The state is taking action to solve this problem, reducing its use of road salt and working with residents and the county to mitigate specific instances of contamination, which sometimes involves drilling a new well.
“It’s not a widespread problem everywhere. There are very specific circumstances that lead to certain wells having elevated chloride concentrations. In some cases, it may be tied to road salt,” said Neal. “We’ve also seen instances where neighboring water treatment devices [water softeners] are responsible for elevated chloride in downgradient wells. The exact sources aren’t always easy to identify.”
Watching for new threats
Local experts keep an eye on issues in other parts of the nation in order to be as proactive as possible.
PFAS chemicals, for example, are a class of thousands of persistent man-made substances that have been found in soil, water, and in some cases air near specific sources across the nation. While PFAS have been receiving a lot of recent attention at the national level, Neal said that they are still pretty new in terms of regulators understanding how to find and treat the chemicals.
According to EWG, “PFAS is not designated as hazardous substances under the federal Superfund law; and, there is no national drinking water standard for PFAS in tap water.” EWG contends that the use of PFAS in household products should be banned, there should be a moratorium on the approval of new PFAS and industries should expand PFAS reporting.
PFAS chemicals are used in a variety of everyday products, such as cosmetics and stain-resistant materials, as well as in fire suppression foam.
Earlier this year MDE released a report that noted that one of Hampstead’s wells and one of Westminster’s wells had PFAS levels in excess of the health advisory.
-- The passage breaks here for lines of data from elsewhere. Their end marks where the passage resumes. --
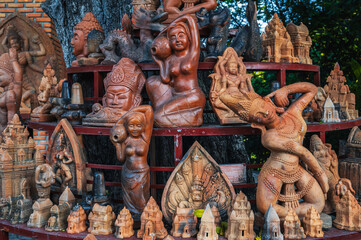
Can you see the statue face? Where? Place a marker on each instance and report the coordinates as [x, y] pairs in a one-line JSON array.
[[119, 97], [78, 43], [178, 39]]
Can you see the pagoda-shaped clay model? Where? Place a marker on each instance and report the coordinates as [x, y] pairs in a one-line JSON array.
[[271, 228], [124, 224], [17, 166], [348, 213], [241, 219], [301, 41], [276, 42], [151, 222], [101, 220], [339, 92], [184, 223], [292, 226], [207, 228], [76, 220], [312, 223]]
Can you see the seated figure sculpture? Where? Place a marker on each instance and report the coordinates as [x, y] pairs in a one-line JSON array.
[[175, 95], [283, 136]]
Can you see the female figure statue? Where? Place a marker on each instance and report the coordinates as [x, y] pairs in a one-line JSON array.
[[283, 135], [131, 137], [175, 95]]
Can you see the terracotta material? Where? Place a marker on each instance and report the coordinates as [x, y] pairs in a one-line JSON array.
[[271, 228], [131, 137], [65, 155], [101, 220], [196, 181], [276, 42], [312, 223], [301, 41], [283, 136], [339, 92], [123, 86], [177, 8], [241, 219], [44, 178], [292, 226], [207, 228], [230, 76], [328, 160], [124, 224], [34, 49], [151, 222], [17, 166], [175, 95], [81, 31], [184, 223], [76, 220]]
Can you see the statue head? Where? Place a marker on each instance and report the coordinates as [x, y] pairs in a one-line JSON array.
[[81, 31]]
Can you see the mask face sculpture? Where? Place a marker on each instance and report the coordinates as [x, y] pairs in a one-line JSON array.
[[283, 136], [175, 95]]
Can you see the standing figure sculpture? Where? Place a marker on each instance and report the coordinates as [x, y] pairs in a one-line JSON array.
[[131, 137], [283, 136], [175, 95]]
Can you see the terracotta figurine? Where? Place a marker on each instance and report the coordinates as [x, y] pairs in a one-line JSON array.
[[271, 228], [81, 31], [131, 137], [101, 220], [124, 224], [123, 86], [229, 76], [196, 181], [151, 222], [175, 95], [283, 136], [312, 223]]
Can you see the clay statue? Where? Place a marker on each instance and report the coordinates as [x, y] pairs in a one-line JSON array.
[[175, 95], [79, 40], [312, 223], [184, 223], [131, 137], [241, 219], [101, 220], [196, 181], [271, 228], [76, 220], [301, 41], [120, 43], [124, 224], [95, 56], [44, 178], [151, 222], [327, 158], [229, 76], [17, 165], [123, 86], [283, 136], [207, 228], [292, 226], [276, 42], [177, 8]]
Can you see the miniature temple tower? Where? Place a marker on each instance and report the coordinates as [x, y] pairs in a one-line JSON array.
[[271, 228], [312, 223], [207, 228], [17, 166], [151, 222], [292, 226], [124, 224], [241, 219]]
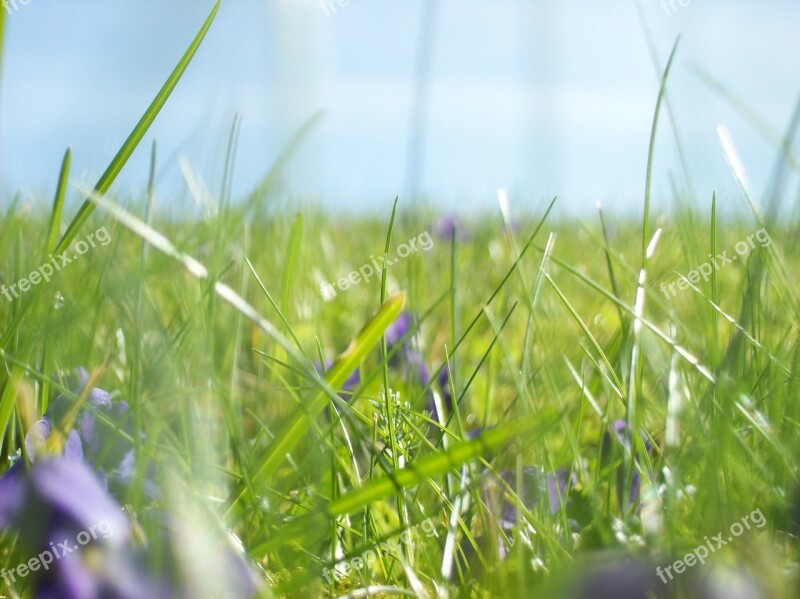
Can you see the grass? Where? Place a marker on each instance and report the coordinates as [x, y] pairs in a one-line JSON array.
[[551, 331]]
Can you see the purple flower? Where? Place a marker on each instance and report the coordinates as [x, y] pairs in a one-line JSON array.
[[100, 435], [66, 520], [447, 225]]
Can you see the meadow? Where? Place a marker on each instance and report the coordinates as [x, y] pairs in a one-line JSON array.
[[518, 405]]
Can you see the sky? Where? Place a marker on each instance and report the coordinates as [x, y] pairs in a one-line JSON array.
[[441, 102]]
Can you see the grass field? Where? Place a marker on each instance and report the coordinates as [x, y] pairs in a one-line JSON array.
[[520, 405]]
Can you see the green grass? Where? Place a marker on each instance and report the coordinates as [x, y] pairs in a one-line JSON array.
[[551, 330]]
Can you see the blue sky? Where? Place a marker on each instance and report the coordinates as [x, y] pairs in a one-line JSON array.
[[538, 96]]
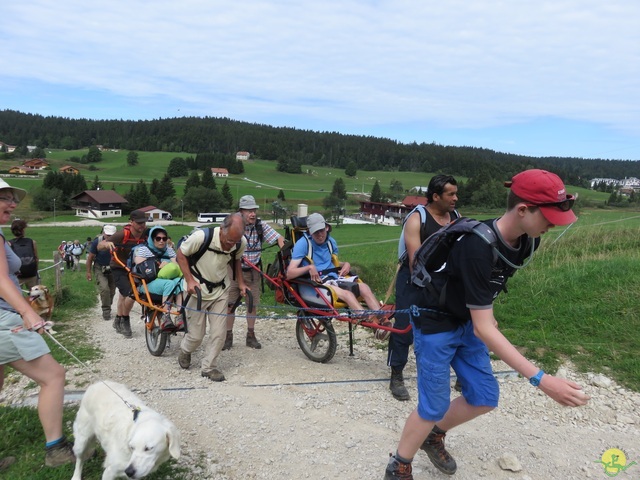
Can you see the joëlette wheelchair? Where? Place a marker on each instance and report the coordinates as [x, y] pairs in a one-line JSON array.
[[153, 310], [317, 303]]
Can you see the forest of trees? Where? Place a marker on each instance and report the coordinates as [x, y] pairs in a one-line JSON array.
[[209, 138]]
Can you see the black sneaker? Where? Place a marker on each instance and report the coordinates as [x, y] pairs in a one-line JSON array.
[[433, 446], [396, 470], [59, 454]]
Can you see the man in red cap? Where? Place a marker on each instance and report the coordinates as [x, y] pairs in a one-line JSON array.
[[461, 333]]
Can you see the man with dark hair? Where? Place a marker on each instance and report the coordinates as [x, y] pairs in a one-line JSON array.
[[256, 232], [121, 243], [442, 195], [98, 265], [227, 244], [460, 333]]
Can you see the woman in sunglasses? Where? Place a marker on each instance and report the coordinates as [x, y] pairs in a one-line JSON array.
[[169, 282]]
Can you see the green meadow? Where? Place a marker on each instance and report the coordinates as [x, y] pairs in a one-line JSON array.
[[576, 302]]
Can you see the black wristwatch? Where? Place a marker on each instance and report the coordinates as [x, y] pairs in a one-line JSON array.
[[535, 380]]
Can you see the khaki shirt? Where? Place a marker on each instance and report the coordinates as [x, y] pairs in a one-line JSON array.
[[212, 265]]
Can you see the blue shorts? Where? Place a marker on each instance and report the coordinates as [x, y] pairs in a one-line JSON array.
[[469, 358]]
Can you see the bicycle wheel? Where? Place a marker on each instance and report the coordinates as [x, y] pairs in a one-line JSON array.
[[316, 337], [156, 339]]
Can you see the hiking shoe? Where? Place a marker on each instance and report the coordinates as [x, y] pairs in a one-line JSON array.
[[125, 327], [433, 446], [167, 324], [214, 375], [6, 462], [117, 324], [184, 359], [396, 385], [59, 454], [228, 342], [252, 341], [397, 470]]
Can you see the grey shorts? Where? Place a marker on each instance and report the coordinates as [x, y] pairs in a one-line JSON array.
[[252, 279], [24, 344]]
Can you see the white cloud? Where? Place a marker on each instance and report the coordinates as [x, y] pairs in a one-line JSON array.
[[455, 64]]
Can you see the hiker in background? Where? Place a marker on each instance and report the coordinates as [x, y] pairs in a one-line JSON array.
[[76, 251], [120, 244], [27, 250], [22, 346], [98, 266], [256, 233], [442, 195], [460, 332], [210, 275]]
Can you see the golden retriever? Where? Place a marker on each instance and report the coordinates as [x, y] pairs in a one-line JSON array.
[[136, 443]]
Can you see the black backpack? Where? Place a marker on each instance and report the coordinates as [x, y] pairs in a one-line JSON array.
[[193, 259], [430, 259], [23, 248]]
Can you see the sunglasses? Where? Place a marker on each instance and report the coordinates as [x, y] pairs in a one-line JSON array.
[[564, 206]]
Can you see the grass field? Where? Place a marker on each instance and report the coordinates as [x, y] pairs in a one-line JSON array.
[[260, 178]]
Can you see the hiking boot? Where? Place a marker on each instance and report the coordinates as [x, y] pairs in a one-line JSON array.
[[433, 446], [59, 454], [184, 359], [252, 341], [125, 327], [397, 470], [6, 462], [167, 324], [214, 375], [228, 342], [117, 324], [396, 385]]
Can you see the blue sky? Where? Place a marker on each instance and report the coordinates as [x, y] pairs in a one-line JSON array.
[[539, 78]]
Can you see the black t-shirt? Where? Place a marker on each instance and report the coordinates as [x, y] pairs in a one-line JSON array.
[[473, 279]]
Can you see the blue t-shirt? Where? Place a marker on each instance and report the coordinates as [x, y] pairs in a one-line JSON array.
[[14, 263], [103, 257], [321, 255]]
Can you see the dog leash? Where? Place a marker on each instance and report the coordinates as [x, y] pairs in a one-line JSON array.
[[135, 409]]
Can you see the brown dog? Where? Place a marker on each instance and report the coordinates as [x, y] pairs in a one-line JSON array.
[[41, 301]]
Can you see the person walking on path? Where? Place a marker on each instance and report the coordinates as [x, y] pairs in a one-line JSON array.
[[22, 346], [27, 250], [210, 276], [121, 243], [256, 234], [461, 333], [442, 195], [98, 265]]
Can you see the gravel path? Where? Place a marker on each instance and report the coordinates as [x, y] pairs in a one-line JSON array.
[[279, 415]]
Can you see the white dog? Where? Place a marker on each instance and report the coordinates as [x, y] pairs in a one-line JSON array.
[[135, 443]]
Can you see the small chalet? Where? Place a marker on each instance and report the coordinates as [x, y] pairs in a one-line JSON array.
[[69, 169], [98, 204], [412, 201], [7, 148], [22, 170], [36, 163], [220, 172], [154, 213]]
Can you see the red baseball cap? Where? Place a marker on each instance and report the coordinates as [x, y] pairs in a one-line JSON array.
[[546, 191]]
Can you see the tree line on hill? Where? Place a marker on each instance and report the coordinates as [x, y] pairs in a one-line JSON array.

As a precautionary action, both municipalities removed the affected wells from service.
According to Grossnickle and Neal, both municipalities turned off the wells that tested at high levels; residents were notified and have not been affected. While costly, both municipalities continue to assess treatment for PFAS in those wells.
Hard water, acidic water, water with bacteria, or high nitrates — for every problem, there is a solution. Solutions run from installing a simple filter under the kitchen sink to whole-house treatments that can run from $10,000 to $30,000. Under some circumstances, drilling a replacement well may be appropriate.
Rick Roos and his wife, Georgina, own R&G Water Systems, Inc. in Hampstead. Rick said that a filter installed at “point of use,” under the kitchen sink for example, might run in the $200-$300 range.
According to the R&G Water System website, homeowners relying on well water are responsible for managing and maintaining their water quality: “While it was inspected and declared safe when it was drilled, over time it may become contaminated.” The site also notes that while city water is monitored per EPA standards, as it leaves the treatment facility it can pick up contaminants from outdated plumbing systems on its way to households.
R&G and other local water companies offer water analysis services that test for a range of mineral content and common contaminants. The most important message coming from experts is that residents should be proactive in understanding where their water comes from and the health of their water.
The solutions, the issues, wells versus public water — “It’s tough to understand it all,” Grossnickle agreed. “But it’s important that everyone does.”